4 Protecting a Legacy
Back in his WCW days, Sting became known as “The Franchise.” The loyal and seemingly lifelong face of World Championship Wrestling. And, that's how we remember Sting. We like to overlook the TNA years because TNA is really just a cheap imitation of WCW. Perhaps we can chalk up Sting's time in TNA as his mid-life-wrestling-crisis? Stings fans will forgive the TNA run but let's not make WWE the retirement home. His legacy as the face of WCW needs to remain in tact. It needs to be protected and by avoiding the WWE, he will protect it. WWE will not provide this protection should Sting decide to become an active part of the roster.
3 Being the Odd Man Out
Many like the fact that Sting has been able to avoid the lure of WWE. Even going as far as stating in an interview that he would never work for the company.
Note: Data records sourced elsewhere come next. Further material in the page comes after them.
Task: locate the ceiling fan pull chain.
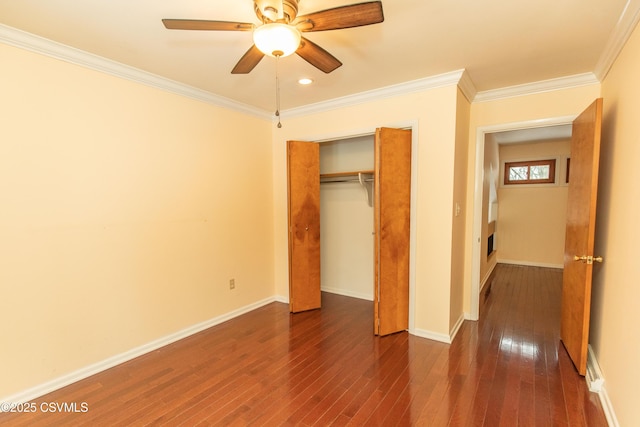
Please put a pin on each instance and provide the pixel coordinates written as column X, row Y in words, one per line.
column 278, row 93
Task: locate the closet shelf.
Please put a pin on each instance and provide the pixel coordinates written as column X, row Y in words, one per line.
column 345, row 176
column 365, row 178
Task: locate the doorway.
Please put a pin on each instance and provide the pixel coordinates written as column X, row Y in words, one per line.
column 528, row 130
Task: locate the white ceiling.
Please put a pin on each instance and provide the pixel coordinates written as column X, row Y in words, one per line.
column 500, row 43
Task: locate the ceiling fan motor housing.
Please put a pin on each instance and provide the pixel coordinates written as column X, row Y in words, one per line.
column 276, row 10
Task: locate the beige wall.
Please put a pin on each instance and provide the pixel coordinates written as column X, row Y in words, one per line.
column 433, row 115
column 459, row 234
column 616, row 293
column 125, row 212
column 532, row 218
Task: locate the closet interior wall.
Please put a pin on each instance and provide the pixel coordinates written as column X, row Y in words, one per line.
column 346, row 219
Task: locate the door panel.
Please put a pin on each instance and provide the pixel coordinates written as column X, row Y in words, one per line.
column 303, row 173
column 580, row 232
column 392, row 213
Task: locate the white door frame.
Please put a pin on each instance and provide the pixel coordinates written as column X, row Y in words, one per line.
column 481, row 134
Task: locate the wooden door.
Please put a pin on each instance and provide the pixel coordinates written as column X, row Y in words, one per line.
column 392, row 213
column 580, row 232
column 303, row 173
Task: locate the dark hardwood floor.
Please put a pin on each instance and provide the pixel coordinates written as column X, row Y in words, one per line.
column 325, row 367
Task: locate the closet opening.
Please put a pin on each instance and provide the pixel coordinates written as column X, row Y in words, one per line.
column 365, row 249
column 346, row 217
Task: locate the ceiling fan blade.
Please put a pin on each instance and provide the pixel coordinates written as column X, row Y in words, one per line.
column 197, row 24
column 317, row 56
column 248, row 61
column 355, row 15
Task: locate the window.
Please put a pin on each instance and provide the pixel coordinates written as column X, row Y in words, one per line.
column 530, row 172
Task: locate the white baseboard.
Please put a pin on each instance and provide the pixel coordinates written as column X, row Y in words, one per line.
column 595, row 381
column 282, row 299
column 346, row 293
column 530, row 263
column 87, row 371
column 456, row 328
column 431, row 335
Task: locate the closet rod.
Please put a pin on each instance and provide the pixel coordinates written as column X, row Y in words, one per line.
column 326, row 181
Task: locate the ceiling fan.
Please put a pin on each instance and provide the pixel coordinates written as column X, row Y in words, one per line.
column 279, row 33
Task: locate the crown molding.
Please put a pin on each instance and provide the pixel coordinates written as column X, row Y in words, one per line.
column 420, row 85
column 40, row 45
column 537, row 87
column 626, row 24
column 467, row 86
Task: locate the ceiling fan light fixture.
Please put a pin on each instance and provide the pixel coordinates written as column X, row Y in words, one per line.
column 277, row 39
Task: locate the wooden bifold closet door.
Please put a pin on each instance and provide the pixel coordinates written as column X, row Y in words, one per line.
column 303, row 174
column 392, row 216
column 392, row 197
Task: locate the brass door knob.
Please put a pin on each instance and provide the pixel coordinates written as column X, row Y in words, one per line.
column 589, row 259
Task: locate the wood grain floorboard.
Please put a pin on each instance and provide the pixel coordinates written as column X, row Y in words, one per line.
column 325, row 368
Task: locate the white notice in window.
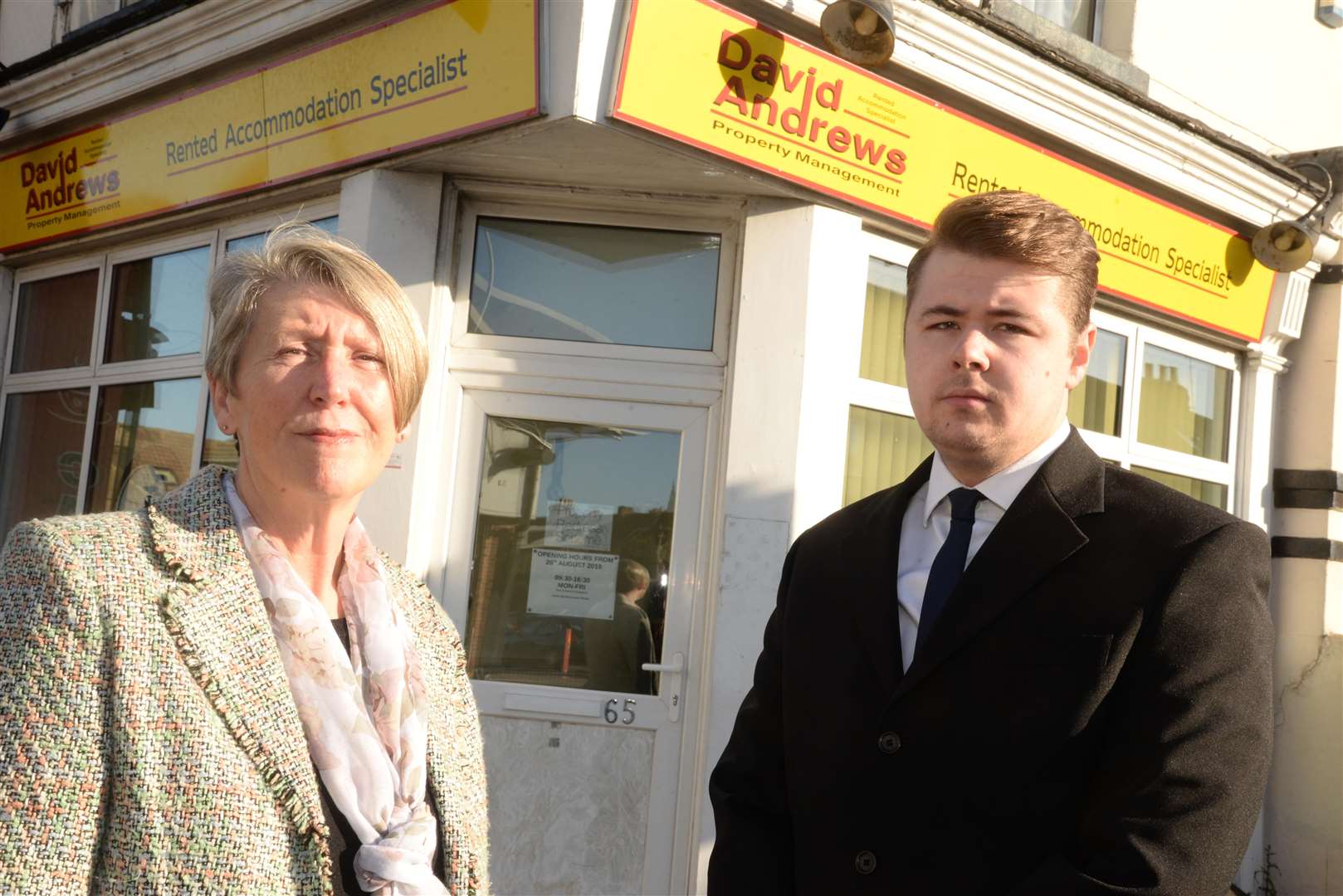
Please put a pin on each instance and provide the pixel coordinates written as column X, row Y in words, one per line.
column 573, row 583
column 578, row 525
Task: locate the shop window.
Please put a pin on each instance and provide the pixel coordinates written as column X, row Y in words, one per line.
column 1184, row 403
column 571, row 551
column 158, row 306
column 882, row 450
column 882, row 356
column 41, row 455
column 217, row 448
column 104, row 401
column 143, row 436
column 1153, row 402
column 1073, row 17
column 54, row 323
column 1097, row 402
column 593, row 284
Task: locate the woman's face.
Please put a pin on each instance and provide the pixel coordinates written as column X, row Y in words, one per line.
column 312, row 403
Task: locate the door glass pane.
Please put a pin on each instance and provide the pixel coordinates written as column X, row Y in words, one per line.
column 882, row 355
column 1097, row 401
column 217, row 448
column 1206, row 492
column 573, row 547
column 590, row 284
column 54, row 323
column 254, row 242
column 882, row 450
column 141, row 442
column 1184, row 403
column 158, row 306
column 41, row 453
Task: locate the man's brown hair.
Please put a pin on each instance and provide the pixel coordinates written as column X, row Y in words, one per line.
column 1018, row 227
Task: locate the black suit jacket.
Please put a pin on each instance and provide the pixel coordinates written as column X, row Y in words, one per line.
column 1091, row 713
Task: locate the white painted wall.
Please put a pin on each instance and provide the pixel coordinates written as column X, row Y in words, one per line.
column 1268, row 74
column 786, row 258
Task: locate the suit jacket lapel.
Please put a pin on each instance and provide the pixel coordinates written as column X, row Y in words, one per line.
column 868, row 571
column 1034, row 536
column 222, row 629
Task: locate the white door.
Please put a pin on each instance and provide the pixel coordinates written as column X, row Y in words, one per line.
column 575, row 563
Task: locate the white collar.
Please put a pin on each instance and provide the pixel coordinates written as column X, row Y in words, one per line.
column 1002, row 486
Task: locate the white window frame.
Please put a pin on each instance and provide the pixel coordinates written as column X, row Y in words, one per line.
column 98, row 373
column 661, row 215
column 1123, row 449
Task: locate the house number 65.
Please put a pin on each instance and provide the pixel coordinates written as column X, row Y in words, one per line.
column 613, row 711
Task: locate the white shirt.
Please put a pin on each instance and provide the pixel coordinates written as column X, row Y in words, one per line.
column 928, row 522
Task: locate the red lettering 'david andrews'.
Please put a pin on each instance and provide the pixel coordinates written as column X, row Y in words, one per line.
column 801, row 119
column 54, row 183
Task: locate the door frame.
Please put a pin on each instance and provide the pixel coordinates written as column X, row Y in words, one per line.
column 672, row 776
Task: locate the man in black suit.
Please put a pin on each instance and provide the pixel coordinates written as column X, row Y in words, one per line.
column 1021, row 670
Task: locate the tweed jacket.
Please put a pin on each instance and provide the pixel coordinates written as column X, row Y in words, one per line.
column 148, row 738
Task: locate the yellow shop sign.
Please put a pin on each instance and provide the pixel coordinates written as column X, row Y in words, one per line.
column 716, row 80
column 425, row 77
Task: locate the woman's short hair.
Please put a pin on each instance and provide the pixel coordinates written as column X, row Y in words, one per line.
column 1018, row 227
column 632, row 575
column 301, row 254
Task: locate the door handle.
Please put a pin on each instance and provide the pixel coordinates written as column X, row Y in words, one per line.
column 676, row 666
column 671, row 683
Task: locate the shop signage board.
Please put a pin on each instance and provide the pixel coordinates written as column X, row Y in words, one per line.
column 439, row 71
column 573, row 583
column 716, row 80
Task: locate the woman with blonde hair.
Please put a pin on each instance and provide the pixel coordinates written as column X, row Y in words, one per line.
column 232, row 689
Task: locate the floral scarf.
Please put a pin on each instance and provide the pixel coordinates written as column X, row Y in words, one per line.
column 363, row 712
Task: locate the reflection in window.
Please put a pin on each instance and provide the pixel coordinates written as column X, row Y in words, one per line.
column 217, row 448
column 41, row 453
column 1099, row 399
column 1184, row 403
column 141, row 442
column 882, row 450
column 593, row 284
column 252, row 242
column 882, row 355
column 1206, row 492
column 573, row 547
column 1077, row 17
column 52, row 324
column 158, row 306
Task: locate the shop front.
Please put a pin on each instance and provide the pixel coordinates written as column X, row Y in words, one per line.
column 660, row 256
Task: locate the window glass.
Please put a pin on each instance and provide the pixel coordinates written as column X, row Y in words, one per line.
column 1076, row 17
column 882, row 355
column 41, row 451
column 158, row 306
column 1206, row 492
column 217, row 448
column 882, row 450
column 54, row 323
column 1184, row 403
column 573, row 546
column 254, row 242
column 593, row 284
column 1099, row 399
column 141, row 442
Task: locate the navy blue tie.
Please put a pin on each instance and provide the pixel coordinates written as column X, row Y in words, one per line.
column 950, row 562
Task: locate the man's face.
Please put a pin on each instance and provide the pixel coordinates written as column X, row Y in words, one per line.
column 990, row 358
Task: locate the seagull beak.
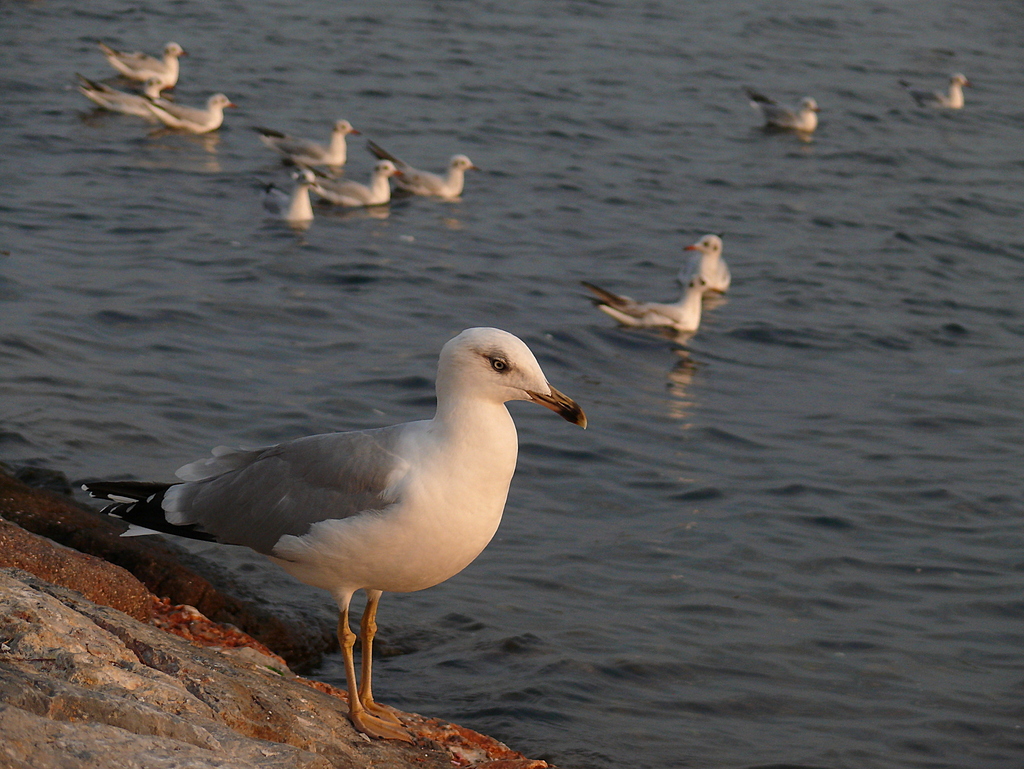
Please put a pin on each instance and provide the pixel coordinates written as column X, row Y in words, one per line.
column 561, row 404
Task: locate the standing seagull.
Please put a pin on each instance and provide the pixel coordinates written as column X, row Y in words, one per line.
column 951, row 100
column 354, row 195
column 121, row 101
column 305, row 153
column 423, row 182
column 189, row 118
column 398, row 508
column 138, row 66
column 714, row 270
column 803, row 119
column 683, row 315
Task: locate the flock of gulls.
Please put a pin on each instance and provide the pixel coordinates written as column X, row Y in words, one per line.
column 399, row 508
column 316, row 166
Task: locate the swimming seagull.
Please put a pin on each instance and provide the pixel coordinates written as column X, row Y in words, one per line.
column 295, row 208
column 423, row 182
column 188, row 118
column 714, row 270
column 803, row 119
column 951, row 100
column 305, row 153
column 397, row 508
column 683, row 315
column 352, row 194
column 138, row 66
column 121, row 101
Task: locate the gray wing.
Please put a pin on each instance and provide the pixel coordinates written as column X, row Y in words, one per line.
column 255, row 498
column 189, row 114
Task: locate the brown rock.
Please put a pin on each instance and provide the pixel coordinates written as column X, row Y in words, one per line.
column 84, row 686
column 95, row 579
column 302, row 641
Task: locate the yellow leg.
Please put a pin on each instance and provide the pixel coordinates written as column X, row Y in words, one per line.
column 368, row 631
column 361, row 720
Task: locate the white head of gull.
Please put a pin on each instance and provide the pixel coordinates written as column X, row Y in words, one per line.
column 121, row 101
column 306, row 153
column 353, row 195
column 446, row 186
column 138, row 66
column 714, row 270
column 682, row 316
column 803, row 119
column 190, row 119
column 951, row 100
column 397, row 508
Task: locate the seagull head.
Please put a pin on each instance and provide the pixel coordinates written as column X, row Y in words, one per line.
column 462, row 163
column 219, row 100
column 386, row 168
column 710, row 244
column 344, row 127
column 496, row 366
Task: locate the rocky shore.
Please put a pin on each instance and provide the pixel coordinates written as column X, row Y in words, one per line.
column 115, row 654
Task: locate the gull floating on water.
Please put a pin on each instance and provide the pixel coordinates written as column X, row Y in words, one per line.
column 138, row 66
column 803, row 119
column 424, row 182
column 305, row 153
column 188, row 118
column 352, row 194
column 951, row 100
column 395, row 509
column 295, row 208
column 714, row 270
column 121, row 101
column 683, row 315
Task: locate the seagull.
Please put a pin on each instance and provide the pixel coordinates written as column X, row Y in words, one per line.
column 951, row 100
column 138, row 66
column 295, row 208
column 352, row 194
column 714, row 270
column 121, row 101
column 395, row 509
column 188, row 118
column 306, row 153
column 423, row 182
column 803, row 119
column 683, row 316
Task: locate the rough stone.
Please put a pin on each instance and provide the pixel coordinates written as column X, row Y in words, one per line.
column 85, row 686
column 302, row 641
column 95, row 579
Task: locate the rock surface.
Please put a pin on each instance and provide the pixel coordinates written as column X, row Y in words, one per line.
column 95, row 579
column 301, row 640
column 86, row 686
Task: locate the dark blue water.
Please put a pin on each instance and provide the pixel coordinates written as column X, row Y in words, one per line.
column 796, row 541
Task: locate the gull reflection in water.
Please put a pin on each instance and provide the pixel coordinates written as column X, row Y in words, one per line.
column 366, row 212
column 680, row 377
column 206, row 141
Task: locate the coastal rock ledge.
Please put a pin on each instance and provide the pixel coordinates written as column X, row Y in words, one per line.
column 84, row 685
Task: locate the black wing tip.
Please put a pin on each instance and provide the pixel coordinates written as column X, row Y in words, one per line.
column 378, row 152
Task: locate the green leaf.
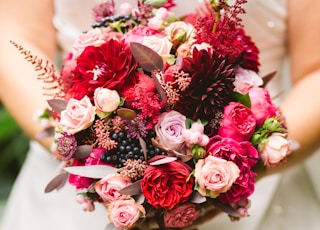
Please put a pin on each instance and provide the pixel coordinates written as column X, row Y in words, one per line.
column 148, row 59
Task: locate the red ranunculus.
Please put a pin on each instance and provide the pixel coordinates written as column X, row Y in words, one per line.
column 238, row 122
column 245, row 156
column 110, row 65
column 166, row 185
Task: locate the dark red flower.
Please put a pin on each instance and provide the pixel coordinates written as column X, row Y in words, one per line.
column 245, row 156
column 110, row 65
column 166, row 185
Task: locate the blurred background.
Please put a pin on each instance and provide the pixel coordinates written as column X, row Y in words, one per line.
column 14, row 145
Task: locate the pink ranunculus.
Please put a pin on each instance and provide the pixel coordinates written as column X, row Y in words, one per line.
column 275, row 150
column 78, row 115
column 246, row 79
column 160, row 45
column 93, row 37
column 169, row 130
column 108, row 187
column 125, row 213
column 238, row 122
column 262, row 105
column 245, row 156
column 106, row 100
column 214, row 175
column 181, row 216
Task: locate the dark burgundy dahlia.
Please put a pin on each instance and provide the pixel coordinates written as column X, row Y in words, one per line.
column 211, row 87
column 110, row 65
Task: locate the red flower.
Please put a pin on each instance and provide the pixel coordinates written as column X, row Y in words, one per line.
column 166, row 185
column 245, row 156
column 110, row 65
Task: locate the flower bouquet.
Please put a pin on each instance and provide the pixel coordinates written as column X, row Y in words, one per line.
column 163, row 119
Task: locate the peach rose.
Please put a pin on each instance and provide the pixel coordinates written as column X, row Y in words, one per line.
column 214, row 175
column 108, row 187
column 93, row 37
column 78, row 115
column 125, row 213
column 275, row 150
column 106, row 100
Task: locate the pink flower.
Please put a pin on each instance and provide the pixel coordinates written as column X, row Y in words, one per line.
column 169, row 130
column 106, row 100
column 86, row 204
column 245, row 156
column 125, row 213
column 78, row 115
column 181, row 216
column 246, row 79
column 238, row 122
column 93, row 37
column 138, row 33
column 262, row 105
column 81, row 182
column 214, row 175
column 274, row 150
column 108, row 187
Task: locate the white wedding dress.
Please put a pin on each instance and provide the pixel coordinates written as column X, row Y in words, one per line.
column 287, row 201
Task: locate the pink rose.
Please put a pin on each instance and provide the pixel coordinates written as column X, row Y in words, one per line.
column 78, row 115
column 108, row 187
column 246, row 79
column 262, row 105
column 214, row 175
column 274, row 150
column 245, row 156
column 106, row 100
column 93, row 37
column 125, row 213
column 179, row 31
column 160, row 45
column 169, row 130
column 181, row 216
column 238, row 122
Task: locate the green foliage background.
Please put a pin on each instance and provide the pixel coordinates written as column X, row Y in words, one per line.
column 14, row 145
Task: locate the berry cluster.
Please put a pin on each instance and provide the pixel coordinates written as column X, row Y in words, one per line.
column 130, row 148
It always that showed the true depth of his character. Not his wrestling character but his character in life as a man, as Steve Borden. It seems as though every big star of the industry has at one point or another walked the rocky road of a WWE locker room. The temptation of the WWE spotlight sure has its drawing power. Meeting Vince McMahon at the crossroads and selling your soul to the Devil in exchange for sports entertainment super-stardom. Odds are, he'll stick to this ideal.
2 Not a WWE Guy
Sting being the “WCW guy” for so many years surely doesn't sit well with those in power. The WWE has a way of taking something or someone who has found success elsewhere and turning them into Connecticut-clad-puppets. Especially if you found that success down in WCW. Prime examples? Booker T was made to look like a complete joke when he first arrived in WWE. Goldberg was jobbing to Triple H. The guy who was unbeatable in WCW had to be beaten in WWE. The same circumstances would apply with Sting. He was never a WWE guy and in the bitter boardroom, this is never forgotten.
1 Missed the Boat
The main reason why Sting would never wrestle in WWE is fairly obvious. They missed the boat. If there were ever an opportune time for Sting to make his WWE debut, it would have been twelve or thirteen years ago when WWE bought out WCW. Sting was still in fine ring form, still relevant, still a major player in the wrestling world. Back in 2001 when the “Invasion” angle was happening, we were all waiting every week to have the camera pan up to the rafters; hoping to see Sting, sitting like a crow. Of course, that never happened.